I stood in awe today as I was beating myself senseless for my stupidity and said , "OH My God! You have given me the very thing I had asked for. Right there in front of my face and in my hands was the answer to a prayer that I didn't really take seriously . As I decided to throw in a few more punches at myself, I suddenly became calm and the tears stopped and then I just took one deep breath and I said out loud, " God , Thank you for answering me, and for giving me the very thing I had asked for. Thank you for the kindness of my brother who you asked to bless me. I then picked myself up and just let it all rest in the very fact that today, of all days God has given proof of his promises, of his love, in such a way that has impacted my life profoundly.

And finally, just because our GOD is just so cool and so loving he wanted to show me one more last thing to bless me before he commanded night to fall. I walked home in the rain after Easter dinner at the Steels house. Refreshed but chilled, I went in and changed my clothes then noticed that the sun started to shine and the sky was clearing. I took Tesla outside and as I turned the corner I noticed a very large RAINBOW, fully rich in it's colors, bowing over the hilltops of Hlinsko.

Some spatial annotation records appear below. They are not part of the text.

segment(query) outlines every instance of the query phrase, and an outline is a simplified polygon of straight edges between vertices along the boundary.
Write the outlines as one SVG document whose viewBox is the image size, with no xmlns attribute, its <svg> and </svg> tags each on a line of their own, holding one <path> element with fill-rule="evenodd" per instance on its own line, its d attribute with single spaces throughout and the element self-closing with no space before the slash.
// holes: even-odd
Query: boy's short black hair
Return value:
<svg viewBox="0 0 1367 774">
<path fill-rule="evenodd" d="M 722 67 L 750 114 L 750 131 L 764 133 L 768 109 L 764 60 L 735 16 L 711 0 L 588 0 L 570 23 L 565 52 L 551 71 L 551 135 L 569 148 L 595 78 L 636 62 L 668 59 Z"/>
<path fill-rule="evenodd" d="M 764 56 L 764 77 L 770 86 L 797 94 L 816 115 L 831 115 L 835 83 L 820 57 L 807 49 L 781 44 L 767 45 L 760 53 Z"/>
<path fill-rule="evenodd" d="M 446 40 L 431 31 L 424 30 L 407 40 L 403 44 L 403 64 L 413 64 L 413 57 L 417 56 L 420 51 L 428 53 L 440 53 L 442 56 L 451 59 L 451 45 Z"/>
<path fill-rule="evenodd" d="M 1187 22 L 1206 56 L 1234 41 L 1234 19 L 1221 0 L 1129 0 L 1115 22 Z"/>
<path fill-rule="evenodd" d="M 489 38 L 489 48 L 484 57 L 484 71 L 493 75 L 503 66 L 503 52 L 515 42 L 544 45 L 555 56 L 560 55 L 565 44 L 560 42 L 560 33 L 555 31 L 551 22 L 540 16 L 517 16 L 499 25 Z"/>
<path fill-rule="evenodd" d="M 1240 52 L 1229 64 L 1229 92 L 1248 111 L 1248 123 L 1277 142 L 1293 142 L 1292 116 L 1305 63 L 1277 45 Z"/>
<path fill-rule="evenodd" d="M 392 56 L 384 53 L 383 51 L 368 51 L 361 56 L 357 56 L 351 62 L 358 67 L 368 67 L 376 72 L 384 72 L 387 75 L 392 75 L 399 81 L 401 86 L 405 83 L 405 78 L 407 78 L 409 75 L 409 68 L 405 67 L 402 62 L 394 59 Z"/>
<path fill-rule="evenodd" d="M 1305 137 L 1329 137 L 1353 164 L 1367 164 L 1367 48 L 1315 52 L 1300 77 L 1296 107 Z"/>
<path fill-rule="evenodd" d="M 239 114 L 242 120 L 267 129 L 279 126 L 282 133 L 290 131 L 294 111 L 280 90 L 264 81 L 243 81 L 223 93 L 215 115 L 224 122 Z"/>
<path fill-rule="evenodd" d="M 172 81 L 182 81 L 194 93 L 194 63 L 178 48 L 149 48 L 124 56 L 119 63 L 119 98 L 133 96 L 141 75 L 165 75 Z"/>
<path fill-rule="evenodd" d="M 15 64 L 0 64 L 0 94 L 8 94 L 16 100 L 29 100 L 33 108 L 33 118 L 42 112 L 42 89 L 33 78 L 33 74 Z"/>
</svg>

I stood and stared at it in amazement and then I heard a whisper, " My Promises". The very symbol of God's promises rested on the entire city of Hlinsko and my
Heart. It is a great day to be alive and an even more greater day because Jesus, My Lord and Savior, My Redeemer, My Provider, My Everything; IS ALIVE and he lives in me. What more could a girl ask for.


 As Always, from the depths of my heart, I give you, all my love.